Die Dänen sind sicher keine Rassisten geworden. Ein Teil der Bevölkerung ist über das politische Establishment verärgert, jene in abgelegenen Gebieten fühlen sich nicht gehört. Dieser Frust ist bedingt durch Entwicklungen, die vor 20 Jahren eintraten: Menschen zogen vom Land weg, Schulen wurden geschlossen, Firmen sperrten zu. Migranten kamen, übernahmen Jobs. Das verunsicherte die Menschen, sie stellten Fragen. Die Sozialdemokraten wollten nichts damit zu tun haben. Die Rechtspopulisten hörten zu – sie wurden zur Stimme dieser Menschen.

Die rechtspopulistische "Folkeparti" ist die zweitstärkste Kraft im Parlament. Im vergangenen Wahlkampf warben auch die Sozialdemokraten mit Zuzugsbeschränkungen.

Die Volkspartei hat die traditionellen Parteien nach rechts getrieben. Sozialdemokraten und Liberale besetzen heute fast dieselben Themen wie die Rechtspopulisten. Was in den letzten 20 Jahren passierte, ist der Grund, warum die Regierung heute eine restriktive Haltung gegen Flüchtlinge und Migranten hat.

Was wurde bei der Integration verabsäumt?

Bis in den 1960ern türkische Gastarbeiter kamen, sah sich Dänemark als homogenes Land – als kleiner, geheimer Club. Wenn jemand an die Tür klopfte, war es für den Wohlfahrtsstaat kein Problem. Nun heißt es: Wir haben euch Geld gegeben, Zugang zum Sozialsystem, warum benehmt ihr euch nicht? Es wurde verabsäumt, zu diskutieren, wie wir alle zusammenleben sollen. Diese Frage ist bis heute ungelöst.

Die EU will an den Außengrenzen Flüchtlinge registrieren und Asyl-Anträge bearbeiten.

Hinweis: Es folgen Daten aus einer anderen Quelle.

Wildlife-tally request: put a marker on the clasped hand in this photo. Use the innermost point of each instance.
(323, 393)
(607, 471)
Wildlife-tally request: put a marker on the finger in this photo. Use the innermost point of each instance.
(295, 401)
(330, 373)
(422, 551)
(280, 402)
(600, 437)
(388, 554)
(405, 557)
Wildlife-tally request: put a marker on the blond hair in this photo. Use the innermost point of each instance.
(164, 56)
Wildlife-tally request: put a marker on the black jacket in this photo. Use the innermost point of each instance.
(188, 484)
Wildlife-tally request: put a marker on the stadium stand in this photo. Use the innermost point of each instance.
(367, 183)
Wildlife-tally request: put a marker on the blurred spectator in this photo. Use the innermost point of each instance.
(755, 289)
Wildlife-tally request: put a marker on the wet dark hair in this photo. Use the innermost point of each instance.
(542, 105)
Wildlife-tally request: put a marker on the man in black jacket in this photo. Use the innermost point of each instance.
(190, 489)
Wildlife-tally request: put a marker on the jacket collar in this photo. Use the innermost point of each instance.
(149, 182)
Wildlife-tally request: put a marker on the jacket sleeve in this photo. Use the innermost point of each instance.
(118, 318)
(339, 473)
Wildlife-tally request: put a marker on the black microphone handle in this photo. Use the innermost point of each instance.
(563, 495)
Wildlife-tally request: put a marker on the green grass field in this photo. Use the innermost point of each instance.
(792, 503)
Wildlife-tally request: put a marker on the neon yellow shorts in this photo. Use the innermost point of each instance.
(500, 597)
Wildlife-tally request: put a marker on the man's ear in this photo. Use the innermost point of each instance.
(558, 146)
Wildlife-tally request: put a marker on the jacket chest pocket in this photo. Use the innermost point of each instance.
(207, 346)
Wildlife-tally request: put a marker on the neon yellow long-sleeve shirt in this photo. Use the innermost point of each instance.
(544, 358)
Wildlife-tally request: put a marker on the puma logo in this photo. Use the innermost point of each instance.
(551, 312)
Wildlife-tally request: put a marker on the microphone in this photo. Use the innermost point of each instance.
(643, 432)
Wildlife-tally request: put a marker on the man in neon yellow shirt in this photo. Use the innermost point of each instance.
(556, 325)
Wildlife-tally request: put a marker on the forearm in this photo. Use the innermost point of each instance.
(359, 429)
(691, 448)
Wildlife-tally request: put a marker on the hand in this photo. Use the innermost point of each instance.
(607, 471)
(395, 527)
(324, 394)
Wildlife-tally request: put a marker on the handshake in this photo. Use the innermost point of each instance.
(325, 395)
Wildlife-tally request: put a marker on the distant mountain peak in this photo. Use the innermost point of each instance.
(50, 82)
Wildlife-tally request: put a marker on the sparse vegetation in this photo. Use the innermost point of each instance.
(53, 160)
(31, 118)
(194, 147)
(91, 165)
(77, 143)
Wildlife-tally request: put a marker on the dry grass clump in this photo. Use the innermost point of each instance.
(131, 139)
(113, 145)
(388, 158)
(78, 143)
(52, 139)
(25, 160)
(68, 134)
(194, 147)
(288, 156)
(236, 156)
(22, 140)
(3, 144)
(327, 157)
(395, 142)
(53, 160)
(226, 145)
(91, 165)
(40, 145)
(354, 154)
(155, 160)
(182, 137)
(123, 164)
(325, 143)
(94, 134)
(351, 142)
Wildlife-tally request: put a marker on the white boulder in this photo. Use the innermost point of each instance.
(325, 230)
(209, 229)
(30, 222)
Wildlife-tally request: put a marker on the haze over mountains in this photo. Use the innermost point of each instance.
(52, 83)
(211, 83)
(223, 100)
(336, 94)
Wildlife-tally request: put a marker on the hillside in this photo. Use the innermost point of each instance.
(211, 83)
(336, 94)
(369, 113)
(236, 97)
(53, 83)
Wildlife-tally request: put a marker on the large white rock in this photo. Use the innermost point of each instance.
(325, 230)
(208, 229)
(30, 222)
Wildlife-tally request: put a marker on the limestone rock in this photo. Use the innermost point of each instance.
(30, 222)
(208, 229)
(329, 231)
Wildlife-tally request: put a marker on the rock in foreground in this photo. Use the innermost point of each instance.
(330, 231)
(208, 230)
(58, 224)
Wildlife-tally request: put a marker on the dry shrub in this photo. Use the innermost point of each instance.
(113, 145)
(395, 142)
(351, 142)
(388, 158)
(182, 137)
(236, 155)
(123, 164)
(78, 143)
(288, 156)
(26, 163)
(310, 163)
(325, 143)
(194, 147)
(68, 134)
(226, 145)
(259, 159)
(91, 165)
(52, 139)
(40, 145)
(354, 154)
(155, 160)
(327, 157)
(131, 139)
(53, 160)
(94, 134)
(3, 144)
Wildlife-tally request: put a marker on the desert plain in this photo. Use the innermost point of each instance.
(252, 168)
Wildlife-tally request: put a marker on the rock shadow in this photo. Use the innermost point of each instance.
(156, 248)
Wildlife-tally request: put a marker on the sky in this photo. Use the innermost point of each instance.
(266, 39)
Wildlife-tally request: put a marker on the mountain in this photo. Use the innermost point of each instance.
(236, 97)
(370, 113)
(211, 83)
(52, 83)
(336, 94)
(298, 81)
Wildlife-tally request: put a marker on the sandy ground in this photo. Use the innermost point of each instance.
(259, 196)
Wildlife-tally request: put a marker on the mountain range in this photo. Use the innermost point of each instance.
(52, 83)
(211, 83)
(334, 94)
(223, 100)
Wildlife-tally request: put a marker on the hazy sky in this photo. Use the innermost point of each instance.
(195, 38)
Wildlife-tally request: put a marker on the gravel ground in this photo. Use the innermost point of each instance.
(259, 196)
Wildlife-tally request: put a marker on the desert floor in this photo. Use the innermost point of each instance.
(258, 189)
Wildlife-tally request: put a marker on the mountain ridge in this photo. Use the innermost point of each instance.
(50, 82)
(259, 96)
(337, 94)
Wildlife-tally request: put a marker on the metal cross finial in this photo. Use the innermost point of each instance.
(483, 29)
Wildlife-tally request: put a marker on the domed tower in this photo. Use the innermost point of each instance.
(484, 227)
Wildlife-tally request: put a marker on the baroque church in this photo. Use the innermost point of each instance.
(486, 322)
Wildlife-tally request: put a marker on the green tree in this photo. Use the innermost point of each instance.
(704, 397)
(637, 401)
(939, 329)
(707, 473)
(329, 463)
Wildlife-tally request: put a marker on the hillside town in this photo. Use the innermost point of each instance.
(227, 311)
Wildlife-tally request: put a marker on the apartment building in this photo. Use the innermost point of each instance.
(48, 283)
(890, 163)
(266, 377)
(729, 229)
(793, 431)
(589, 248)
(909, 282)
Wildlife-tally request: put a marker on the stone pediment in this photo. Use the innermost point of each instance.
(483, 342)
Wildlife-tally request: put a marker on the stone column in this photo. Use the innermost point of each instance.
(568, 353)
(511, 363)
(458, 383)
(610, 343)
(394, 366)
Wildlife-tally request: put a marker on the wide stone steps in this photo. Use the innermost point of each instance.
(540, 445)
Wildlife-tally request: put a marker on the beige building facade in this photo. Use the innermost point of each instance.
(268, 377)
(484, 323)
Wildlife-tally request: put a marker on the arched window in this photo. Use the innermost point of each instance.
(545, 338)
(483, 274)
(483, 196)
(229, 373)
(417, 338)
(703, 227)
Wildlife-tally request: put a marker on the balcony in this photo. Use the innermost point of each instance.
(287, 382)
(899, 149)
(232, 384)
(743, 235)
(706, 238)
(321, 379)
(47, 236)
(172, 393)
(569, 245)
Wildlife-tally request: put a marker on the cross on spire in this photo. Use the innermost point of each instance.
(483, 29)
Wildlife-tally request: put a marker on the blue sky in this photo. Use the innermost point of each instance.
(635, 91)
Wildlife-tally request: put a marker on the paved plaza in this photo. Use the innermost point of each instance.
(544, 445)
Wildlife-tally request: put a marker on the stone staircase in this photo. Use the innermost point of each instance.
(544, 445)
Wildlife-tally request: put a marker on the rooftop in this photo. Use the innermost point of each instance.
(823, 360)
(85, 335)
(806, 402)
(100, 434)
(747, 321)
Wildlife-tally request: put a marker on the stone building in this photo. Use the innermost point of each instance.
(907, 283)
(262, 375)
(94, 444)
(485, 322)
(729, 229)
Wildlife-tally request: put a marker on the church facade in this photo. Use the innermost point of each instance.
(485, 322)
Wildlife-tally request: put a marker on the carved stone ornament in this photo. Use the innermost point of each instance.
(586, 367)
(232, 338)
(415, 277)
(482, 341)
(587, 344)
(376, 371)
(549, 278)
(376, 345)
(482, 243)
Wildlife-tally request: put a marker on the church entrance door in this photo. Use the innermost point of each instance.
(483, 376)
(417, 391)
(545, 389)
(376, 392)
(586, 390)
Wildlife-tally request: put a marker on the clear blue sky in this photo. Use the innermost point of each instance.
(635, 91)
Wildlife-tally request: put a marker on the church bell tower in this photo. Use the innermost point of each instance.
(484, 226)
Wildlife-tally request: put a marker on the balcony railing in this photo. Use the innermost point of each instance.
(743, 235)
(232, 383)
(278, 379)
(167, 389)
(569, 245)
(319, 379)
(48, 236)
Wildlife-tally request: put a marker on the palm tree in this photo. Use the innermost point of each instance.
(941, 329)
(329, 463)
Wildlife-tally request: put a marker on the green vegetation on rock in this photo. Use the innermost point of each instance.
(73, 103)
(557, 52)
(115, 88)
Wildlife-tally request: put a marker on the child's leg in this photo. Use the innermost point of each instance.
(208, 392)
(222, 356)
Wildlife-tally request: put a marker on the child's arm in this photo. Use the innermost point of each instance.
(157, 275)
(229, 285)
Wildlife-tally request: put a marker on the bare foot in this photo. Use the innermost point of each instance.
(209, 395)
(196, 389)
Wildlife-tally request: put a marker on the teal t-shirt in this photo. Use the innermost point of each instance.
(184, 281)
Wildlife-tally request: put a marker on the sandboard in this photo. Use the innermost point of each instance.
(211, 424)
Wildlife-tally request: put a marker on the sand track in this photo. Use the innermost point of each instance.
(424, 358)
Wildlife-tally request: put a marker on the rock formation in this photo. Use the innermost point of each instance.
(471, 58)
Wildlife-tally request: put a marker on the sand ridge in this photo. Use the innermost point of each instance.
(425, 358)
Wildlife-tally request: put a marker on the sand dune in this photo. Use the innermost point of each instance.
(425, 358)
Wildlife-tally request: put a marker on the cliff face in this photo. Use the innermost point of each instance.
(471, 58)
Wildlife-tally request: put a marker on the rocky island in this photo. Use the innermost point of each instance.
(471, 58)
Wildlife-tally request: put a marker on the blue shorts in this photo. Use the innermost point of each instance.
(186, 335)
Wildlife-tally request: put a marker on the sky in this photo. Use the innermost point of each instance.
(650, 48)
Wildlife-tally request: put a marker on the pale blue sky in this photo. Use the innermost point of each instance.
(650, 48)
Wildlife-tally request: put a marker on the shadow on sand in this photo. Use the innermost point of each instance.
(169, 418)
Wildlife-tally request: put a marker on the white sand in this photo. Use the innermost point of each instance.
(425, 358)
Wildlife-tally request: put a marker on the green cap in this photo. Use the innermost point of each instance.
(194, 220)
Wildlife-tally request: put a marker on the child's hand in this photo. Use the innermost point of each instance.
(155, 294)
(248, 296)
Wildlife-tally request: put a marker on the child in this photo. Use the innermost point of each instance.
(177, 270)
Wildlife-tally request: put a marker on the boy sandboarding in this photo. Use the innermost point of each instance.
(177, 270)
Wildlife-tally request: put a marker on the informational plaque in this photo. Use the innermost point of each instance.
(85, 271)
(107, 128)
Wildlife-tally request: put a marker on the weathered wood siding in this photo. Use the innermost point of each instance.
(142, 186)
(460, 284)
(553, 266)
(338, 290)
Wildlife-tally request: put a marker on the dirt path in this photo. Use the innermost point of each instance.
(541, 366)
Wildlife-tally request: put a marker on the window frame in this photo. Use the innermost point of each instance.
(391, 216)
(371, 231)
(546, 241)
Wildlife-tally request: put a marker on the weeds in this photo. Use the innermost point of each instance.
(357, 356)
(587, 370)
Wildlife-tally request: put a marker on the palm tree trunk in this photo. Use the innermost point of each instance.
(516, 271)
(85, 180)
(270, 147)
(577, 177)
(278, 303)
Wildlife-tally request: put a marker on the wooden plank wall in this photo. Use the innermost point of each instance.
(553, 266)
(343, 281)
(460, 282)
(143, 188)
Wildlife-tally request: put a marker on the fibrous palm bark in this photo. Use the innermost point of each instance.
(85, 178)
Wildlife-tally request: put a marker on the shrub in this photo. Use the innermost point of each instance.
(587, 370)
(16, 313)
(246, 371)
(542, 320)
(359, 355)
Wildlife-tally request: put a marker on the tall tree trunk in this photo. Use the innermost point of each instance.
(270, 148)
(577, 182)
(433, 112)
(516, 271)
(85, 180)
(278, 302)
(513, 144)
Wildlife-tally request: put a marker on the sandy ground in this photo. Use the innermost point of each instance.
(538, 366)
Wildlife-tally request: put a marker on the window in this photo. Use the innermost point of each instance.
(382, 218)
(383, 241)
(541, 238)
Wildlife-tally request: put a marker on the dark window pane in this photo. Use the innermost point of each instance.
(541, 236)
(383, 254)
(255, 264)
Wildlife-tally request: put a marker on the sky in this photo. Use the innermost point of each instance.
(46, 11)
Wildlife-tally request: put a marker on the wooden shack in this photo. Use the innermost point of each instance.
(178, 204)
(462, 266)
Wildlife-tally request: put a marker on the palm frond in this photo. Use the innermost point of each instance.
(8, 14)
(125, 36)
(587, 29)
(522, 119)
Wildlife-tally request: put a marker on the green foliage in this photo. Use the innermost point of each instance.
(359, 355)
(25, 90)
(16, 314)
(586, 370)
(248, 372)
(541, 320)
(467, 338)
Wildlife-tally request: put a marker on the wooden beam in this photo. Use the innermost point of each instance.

Dazu braucht es auch eine faire und verpflichtende Verteilung der Flüchtlinge auf alle EU-Länder. In unserem Fünf-Punkte-Plan sehen wir eine Art Marshall-Plan vor, um die Länder in Nordafrika und dem Mittleren Osten zu stabilisieren. Solange in diesen Regionen Krieg und Unruhe herrscht, kommen Flüchtlinge. Leider ist dieser Kurs nicht die Strategie der aktuellen Regierung.

Im September marschierten viele über die Autobahn nach Schweden. Die Polizei stoppte sie...

Ich verstehe nicht, warum alle überrascht waren, dass Flüchtlinge kommen. Dänemark, die EU und die USA waren in den vergangenen 15 Jahren involviert, den Irak, Libyen und Syrien zu destabilisiere – das kreiert natürlich Flüchtlinge. Es war absehbar, dass sie eines Tages an unseren Türen klopfen und um Hilfe bitten. Und das ist noch nicht alles. Als Nächstes kommen Klimaflüchtlinge: Jeder Mensch, der kein Wasser hat, oder aufgrund Hitze und Dürre nichts mehr anbauen kann, verlässt sein Land. Das sind grenzübergreifende Probleme, die kein Staat alleine lösen kann.

2011 wurde der Sozialpädagoge in der Regierung von Helle Thorning-Schmidt Kulturminister. Nach Vorwürfen der Vetternwirtschaft trat er 2012 zurück. 2013 verließ er die liberale Partei "Det Radikale Venstre" und gründete die "Alternative", die zunächst als chancenlos abgetan wurde. Elbæk bezeichnet seine Partei als Start-up-Firma. Zu ihren Themen zählen: fleischfreie Tage, 30-Stunden-Woche und Start-up-Hilfe für Arbeitslose. Die Themen konnten Bürger in politischen Laboratorien mitbestimmen. Statt einer bestimmten Programmlinie hat die Partei um Elbæk sechs Werte formuliert: Mut, Großzügigkeit Transparenz, Bescheidenheit, Humor, Einfühlungsvermögen. Seit Juni sitzten neun Mitglieder der "Alternative" im Parlament – auf Wunsch in Insel-Form, um "Hierarchien aufzubrechen", erklärt Uffe Elbæk. Parallelen sieht der Parteigründer vor allem mit der spanischen Bewegung "Podemos".